Die Revision ist begründet und führt zur Aufhebung des angefochtenen Urteils sowie zur Zurückverweisung der Sache an das Berufungsgericht.

I.

8

Das Berufungsgericht hat ausgeführt, der Kläger könne sich nicht auf einen Herausgabeanspruch nach § 1978 Abs. 1 Satz 1 in Verbindung mit § 667 [X.] stützen, weil es zum Zeitpunkt der Eröffnung des [X.] keinen Nachlassgläubiger mehr gegeben habe. Zwar sei der Auffassung der [X.], bei der Veräußerung der von ihr ererbten Gesellschaftsanteile im März 2005 habe es sich um einen Teil der Auseinandersetzung des Nachlasses und nicht um eine Verwaltungsmaßnahme gehandelt, nicht zu folgen, weil jede Entnahme von Nachlassgeldern "Verwaltung" im Sinne des § 1978 [X.] sei. Hierzu gehöre auch die aufgrund der Vereinbarung erfolgte Entnahme der in den Nachlass fallenden Gewinne in Höhe von jedenfalls 600.000 €.

9

Zum maßgeblichen Zeitpunkt der Nachlassinsolvenzeröffnung sei jedoch kein Nachlassgläubiger mehr vorhanden gewesen, dem die Beklagte im Sinne von § 1978 Abs. 1 Satz 1 [X.] hätte verantwortlich sein können. Eine originäre Nachlassgläubigerstellung des [X.] wegen der [X.] eines Miterben komme entgegen der Rechtsprechung des [X.] und verschiedener Oberlandesgerichte im Hinblick darauf, dass das Finanzamt gegenüber dem Nachlass wegen einer [X.] eines Miterben nicht Gläubiger sei, nicht in Betracht. Das Finanzamt [X.]sei wegen der Auseinandersetzung des Nachlasses kein Nachlassgläubiger (mehr) gewesen; die sekundäre Haftung des Nachlasses gemäß § 20 Abs. 3 [X.] habe mit der Auseinandersetzung geendet. Ein Wiederaufleben dieses Anspruchs nach Eröffnung des [X.] komme nicht in Betracht. Die Auseinandersetzung des Nachlasses sei zu einem im Einzelnen unbekannten Zeitpunkt zwischen der Teilauseinandersetzung am 31. März 2005 und vor dem Insolvenzantrag am 9. September 2008 erfolgt. Es sei ausreichend, dass der Nachlass bei wirtschaftlicher Betrachtungsweise als aufgelöst angesehen werden könne. Eventuelle Zahlungen von Miterben auf Nachlassverbindlichkeiten seien nicht im Zuge der Verwaltung, sondern zur Auseinandersetzung des Nachlasses erfolgt.
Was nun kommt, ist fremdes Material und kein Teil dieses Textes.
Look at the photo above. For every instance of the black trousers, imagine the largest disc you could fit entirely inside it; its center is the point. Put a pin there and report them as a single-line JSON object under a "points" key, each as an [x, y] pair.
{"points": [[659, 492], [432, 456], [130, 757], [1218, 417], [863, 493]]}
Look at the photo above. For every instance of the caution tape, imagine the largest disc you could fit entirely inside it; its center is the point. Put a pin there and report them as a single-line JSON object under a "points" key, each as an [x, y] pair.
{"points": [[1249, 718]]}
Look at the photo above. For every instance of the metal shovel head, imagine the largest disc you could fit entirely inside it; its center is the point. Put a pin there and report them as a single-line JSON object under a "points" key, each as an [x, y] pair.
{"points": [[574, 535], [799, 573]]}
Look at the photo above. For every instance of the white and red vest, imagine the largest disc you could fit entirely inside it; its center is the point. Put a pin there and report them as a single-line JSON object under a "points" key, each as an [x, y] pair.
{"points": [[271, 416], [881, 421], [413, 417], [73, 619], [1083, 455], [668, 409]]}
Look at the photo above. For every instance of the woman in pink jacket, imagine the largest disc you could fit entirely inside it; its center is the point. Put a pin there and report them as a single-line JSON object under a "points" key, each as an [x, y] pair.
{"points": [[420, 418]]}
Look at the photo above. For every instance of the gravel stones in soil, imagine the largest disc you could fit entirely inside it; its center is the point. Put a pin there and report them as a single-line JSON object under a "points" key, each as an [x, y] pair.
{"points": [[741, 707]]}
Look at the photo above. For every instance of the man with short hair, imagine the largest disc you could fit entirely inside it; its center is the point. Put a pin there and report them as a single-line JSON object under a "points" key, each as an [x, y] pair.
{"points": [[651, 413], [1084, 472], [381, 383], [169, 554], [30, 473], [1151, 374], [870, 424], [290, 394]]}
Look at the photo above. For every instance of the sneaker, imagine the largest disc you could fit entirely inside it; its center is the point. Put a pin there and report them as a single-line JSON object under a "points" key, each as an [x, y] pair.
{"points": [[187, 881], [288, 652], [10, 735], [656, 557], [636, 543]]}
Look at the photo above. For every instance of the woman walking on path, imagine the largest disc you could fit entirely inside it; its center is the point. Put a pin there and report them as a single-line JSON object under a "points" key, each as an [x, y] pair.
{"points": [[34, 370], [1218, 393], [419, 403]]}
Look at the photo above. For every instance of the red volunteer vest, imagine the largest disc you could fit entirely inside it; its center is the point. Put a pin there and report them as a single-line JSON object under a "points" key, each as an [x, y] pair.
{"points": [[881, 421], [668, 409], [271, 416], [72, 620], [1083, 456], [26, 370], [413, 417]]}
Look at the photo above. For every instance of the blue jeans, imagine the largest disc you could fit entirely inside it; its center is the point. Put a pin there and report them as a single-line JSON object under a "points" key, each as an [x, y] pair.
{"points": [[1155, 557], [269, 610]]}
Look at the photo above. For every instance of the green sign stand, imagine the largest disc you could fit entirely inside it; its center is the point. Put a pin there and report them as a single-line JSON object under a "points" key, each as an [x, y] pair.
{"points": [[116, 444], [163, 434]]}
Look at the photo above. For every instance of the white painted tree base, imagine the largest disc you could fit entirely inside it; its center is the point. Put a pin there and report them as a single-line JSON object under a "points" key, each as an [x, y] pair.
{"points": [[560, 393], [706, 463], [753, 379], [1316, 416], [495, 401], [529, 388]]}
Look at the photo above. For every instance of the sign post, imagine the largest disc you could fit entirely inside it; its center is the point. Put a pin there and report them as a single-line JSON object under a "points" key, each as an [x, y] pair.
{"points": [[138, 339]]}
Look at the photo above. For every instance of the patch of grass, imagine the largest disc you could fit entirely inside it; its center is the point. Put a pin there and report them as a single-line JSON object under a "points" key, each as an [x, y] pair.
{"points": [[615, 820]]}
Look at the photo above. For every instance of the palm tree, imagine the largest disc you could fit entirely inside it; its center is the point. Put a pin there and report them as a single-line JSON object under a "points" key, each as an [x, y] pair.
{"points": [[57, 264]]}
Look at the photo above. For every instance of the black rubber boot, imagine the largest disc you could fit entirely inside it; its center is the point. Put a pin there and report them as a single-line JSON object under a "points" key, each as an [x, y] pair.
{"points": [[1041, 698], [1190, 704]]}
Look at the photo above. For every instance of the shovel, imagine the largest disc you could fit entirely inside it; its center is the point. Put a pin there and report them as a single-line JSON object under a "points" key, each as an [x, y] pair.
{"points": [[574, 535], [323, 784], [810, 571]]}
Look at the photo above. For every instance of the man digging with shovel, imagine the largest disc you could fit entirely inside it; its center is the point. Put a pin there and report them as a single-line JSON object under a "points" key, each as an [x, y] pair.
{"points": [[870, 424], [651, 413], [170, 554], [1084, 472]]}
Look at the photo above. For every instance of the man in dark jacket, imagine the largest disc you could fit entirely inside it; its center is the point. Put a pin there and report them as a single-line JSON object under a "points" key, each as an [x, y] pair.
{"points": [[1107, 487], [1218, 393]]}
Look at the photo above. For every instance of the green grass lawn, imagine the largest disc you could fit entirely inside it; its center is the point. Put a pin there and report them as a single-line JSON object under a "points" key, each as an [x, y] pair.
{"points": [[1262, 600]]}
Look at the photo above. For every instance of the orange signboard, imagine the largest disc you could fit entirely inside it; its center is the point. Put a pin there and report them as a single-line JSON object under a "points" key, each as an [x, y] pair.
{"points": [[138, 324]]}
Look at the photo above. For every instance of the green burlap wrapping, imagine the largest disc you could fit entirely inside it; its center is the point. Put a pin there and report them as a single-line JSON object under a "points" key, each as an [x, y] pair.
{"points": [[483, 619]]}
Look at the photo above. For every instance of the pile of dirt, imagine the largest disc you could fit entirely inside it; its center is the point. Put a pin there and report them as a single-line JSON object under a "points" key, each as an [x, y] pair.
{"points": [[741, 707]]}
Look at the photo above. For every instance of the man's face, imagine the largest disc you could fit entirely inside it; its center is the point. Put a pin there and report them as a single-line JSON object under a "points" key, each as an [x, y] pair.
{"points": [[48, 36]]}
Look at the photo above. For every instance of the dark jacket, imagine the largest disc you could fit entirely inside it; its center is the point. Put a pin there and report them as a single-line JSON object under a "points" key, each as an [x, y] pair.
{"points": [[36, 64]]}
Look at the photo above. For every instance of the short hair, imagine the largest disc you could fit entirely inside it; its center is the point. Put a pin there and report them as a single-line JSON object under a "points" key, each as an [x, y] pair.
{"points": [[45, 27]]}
Die Feststellung der Forderung des Finanzamts zur Insolvenztabelle sei materiell zu Unrecht erfolgt. Sie mache das Finanzamt nicht zur Nachlassgläubigerin im Sinne des § 1978 [X.], sondern ermögliche ihm allenfalls eine Vollstreckung in Höhe der Quote in den nicht mehr vorhandenen Nachlass.

II.

Diese Ausführungen halten einer rechtlichen Überprüfung nicht stand. Die Frage, ob die Eröffnung des [X.] zu Recht erfolgte, ist nicht Gegenstand des [X.] nach § 1978 Abs. 1 [X.]. Das Berufungsgericht ist an die im Nachlassinsolvenzverfahren mit [X.] getroffenen Feststellungen gebunden. Auf die vom Berufungsgericht formulierte Rechtsfrage, wegen derer es die Revision zugelassen hat, kommt es nicht an. Das Finanzamt hat gegen den Nachlass eine zur Insolvenztabelle festgestellte Erbschaftssteuerforderung in Höhe von 482.126,60 €, die im Rahmen der Herausgabeklage des [X.] gegen die Miterben nicht mehr in Frage gestellt werden kann.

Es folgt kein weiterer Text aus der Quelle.